Она просила; он слышал это. Он слышал также, что она прибегла к имени его матери, чтобы просить для себя самой.

- Ах, вы, с вашим искусством! - произнес он медленно, страдальчески и упрямо, не поднимая глаз от земли.

- Ты хотел бы лучше воевать, я знаю, - совершать великие подвиги и переживать необыкновенные вещи. Но пойми, что все это дает искусство, что теперь все это дает почти только искусство. Посмотри, даже одеяние великих времен, - кто носит его теперь. Художники.

Мальчик бегло, не поднимая головы, оглядел своего врага. "Я невероятно невоспитан", - подумал он, - "но это должно быть", - и он презрительно фыркнул.

- Я тебе не нравлюсь? - спросил Якобус.

- Тогда, - прибавила герцогиня, - у художников была причина бояться друг друга. Они носили за работой мечи.

- А очки? - спросил Нино. - Вот видите, одно не подходит к другому.

Якобус покраснел и отошел в сторону.

- Пойдем, моя Линда, уйдем потихоньку. Нам стыдно.

- И ему, в самом деле, стыдно! - воскликнула герцогиня, смеясь. Она была благодарна обоим за эту откровенную перебранку. Она отогнула обеими руками голову мальчика назад, так что он должен был посмотреть ей в глаза.

- Посмотри-ка, ведь он тоже мальчишка - как ты. Поэтому ты можешь обидеть его тем, что он носит очки. Что вы за мальчуганы!
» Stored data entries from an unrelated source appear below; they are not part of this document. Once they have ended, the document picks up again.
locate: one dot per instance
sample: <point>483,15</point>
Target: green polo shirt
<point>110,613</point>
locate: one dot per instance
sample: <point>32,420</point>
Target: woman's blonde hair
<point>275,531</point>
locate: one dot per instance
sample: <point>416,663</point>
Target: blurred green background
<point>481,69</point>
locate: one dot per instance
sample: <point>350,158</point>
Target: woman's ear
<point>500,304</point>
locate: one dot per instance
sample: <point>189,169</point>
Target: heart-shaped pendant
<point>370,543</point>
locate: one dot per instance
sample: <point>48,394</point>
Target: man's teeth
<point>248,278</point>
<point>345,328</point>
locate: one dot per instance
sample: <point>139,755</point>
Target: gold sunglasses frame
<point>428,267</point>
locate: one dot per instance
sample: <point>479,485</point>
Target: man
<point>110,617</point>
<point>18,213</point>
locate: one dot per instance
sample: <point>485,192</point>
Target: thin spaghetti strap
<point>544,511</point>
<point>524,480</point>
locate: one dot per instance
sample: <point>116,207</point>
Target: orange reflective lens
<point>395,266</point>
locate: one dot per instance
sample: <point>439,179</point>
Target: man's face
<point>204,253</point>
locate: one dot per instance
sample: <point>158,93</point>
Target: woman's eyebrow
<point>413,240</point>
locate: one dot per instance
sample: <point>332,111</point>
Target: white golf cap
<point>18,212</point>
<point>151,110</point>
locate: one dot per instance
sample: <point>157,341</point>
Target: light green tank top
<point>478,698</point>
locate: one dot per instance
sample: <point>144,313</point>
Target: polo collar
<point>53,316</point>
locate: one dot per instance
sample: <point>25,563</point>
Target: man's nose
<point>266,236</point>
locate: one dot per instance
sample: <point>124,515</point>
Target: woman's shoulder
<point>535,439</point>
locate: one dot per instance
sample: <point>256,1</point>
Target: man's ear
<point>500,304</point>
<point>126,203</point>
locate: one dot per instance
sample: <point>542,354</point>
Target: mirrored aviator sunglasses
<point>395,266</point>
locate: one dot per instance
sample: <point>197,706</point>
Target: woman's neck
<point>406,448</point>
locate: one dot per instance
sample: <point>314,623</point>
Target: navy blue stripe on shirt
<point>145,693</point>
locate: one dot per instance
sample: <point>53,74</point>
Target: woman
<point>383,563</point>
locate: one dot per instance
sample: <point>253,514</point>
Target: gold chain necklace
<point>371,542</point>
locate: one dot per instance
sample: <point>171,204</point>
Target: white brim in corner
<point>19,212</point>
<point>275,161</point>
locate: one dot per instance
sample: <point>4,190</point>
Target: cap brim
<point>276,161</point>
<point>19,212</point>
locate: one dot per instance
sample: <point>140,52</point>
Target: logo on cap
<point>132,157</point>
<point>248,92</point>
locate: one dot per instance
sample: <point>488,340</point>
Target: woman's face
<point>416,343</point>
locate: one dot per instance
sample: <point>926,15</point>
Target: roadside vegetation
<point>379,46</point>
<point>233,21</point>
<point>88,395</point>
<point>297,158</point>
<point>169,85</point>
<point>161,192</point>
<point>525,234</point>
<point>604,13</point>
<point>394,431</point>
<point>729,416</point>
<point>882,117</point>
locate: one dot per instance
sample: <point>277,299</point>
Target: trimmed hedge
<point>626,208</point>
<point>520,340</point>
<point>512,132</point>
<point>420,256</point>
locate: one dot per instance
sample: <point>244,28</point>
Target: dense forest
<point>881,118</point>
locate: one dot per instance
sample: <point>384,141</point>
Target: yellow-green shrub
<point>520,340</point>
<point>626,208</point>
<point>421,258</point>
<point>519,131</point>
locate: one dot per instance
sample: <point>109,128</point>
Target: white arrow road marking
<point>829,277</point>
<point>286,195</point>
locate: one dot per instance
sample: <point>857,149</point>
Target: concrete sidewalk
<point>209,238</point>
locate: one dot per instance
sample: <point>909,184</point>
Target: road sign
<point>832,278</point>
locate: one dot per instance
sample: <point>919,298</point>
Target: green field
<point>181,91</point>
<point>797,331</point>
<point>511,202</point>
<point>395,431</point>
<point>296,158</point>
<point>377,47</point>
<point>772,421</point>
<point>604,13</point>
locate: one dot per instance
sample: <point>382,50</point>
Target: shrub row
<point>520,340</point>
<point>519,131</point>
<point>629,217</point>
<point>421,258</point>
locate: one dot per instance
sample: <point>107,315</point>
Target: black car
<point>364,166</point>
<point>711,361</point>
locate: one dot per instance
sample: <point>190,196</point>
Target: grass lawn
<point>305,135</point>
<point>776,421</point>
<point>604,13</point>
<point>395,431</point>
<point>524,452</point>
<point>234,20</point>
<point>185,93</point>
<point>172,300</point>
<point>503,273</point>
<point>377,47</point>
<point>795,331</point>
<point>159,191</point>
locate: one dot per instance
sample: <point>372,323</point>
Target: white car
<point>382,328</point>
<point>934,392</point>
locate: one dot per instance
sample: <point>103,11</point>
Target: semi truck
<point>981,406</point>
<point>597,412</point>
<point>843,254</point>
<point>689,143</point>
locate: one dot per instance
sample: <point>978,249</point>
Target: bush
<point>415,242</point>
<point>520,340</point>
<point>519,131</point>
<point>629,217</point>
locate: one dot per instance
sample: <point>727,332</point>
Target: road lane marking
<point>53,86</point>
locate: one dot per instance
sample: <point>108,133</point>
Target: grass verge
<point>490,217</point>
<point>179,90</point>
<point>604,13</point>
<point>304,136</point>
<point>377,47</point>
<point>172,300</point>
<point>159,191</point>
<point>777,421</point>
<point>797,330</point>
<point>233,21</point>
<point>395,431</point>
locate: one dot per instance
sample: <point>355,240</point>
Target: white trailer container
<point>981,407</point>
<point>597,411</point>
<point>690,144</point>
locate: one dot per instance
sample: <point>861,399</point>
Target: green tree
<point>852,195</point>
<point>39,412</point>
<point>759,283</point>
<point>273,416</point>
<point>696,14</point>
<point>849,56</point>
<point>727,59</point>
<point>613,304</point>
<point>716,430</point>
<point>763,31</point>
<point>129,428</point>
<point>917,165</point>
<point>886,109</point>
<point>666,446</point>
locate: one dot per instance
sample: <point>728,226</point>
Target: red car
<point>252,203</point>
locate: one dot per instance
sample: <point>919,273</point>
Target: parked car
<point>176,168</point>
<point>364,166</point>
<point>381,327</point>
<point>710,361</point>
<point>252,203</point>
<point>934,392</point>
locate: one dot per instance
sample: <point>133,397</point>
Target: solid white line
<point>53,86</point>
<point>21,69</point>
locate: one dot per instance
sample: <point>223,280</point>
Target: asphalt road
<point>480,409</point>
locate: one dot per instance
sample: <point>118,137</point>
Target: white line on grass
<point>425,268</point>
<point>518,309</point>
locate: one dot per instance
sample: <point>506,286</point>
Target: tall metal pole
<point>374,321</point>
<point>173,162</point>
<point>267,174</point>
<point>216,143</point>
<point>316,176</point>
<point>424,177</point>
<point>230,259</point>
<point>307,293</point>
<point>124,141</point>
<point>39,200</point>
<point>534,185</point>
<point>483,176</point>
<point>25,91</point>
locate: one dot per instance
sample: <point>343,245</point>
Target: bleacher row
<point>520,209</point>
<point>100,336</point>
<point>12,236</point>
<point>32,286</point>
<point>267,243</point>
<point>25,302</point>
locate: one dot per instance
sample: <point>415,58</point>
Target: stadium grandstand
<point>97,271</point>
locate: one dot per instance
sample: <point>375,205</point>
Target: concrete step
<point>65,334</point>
Мальчик повернулся к художнику и сказал громко и дрожа.

- Простите меня, пожалуйста! - Тебя, Иолла, я обидел еще гораздо, гораздо больше. Ах, ты даже не можешь знать, как.

Он вдруг почувствовал себя размягченным, неспособным заставить страдать человека и счастливым своей слабостью. Рука его возлюбленной еще лежала на ею лбу, он совершенно не чувствовал ее, так легка была она. В своем смятении он готов был думать, что там сидит белая, волшебная голубка.

- Иолла! - прошептал он, закрывая глаза.

- Значит, опять друзья? - спросил Якобус, протягивая Нино руку.

- Да, - ответил мальчик тихо и покорно.

Якобус обхватил рукой его шею и запрыгал с ним по комнате.

- Рисовать нам уже не придется. Уже темно.

Он поймал Нино и заставил его прыгать, как собачонку. С ним и игрушечным паяцом он разыграл перед герцогиней целую комедию. Нино проявил большую ловкость; он думал: "Она молчит? Она думает, что я недоволен?" Он громко и сердечно рассмеялся ей в лицо, и она ответила тем же.

Якобус, наконец, остановился, упираясь рукой в бедро и грациозно изогнув ногу; кудри его растрепались. Он глубоко перевел дыхание. Он чувствовал себя молодым; он чувствовал: "Отроческие прелести стройного Нино будет все засчитаны в мою пользу. Герцогиня видит только меня".

- Нино! - воскликнул он, обезумев от торжества. - Герцогиня теперь настроена милостиво, я вижу это. Поди к ней и попроси ее, чтобы она выплатила мне мой долг! Пойдешь?

- Что за ребяческое упорство! - пробормотала герцогиня.

"Еще и это", - сказал про себя мальчик. Он опять на секунду закрыл глаза. Бледный, в упоении самопожертвования, подошел он к ней. Он взял ее руку; его губы, его дыхание, его ресницы ласкали ее.

- Отдай господину Якобусу его долг! - твердо сказал он.

- Этого ты не должен был говорить.

Она обернулась и увидела у двери Клелию Мортейль.

- И вы здесь? - воскликнул Якобус. - Это чудесно. Мы как раз играем. Будем веселы!

- Я очень рада. Продолжайте свою игру, - медленно и беззвучно ответила Клелия. Она села спиной к окну. Все вдруг замолчали. Сумерки сгущались. Якобус принужденно сказал:

- Синьора Клелия, мы видим только ваш силуэт, - и в нем есть что-то странно жуткое.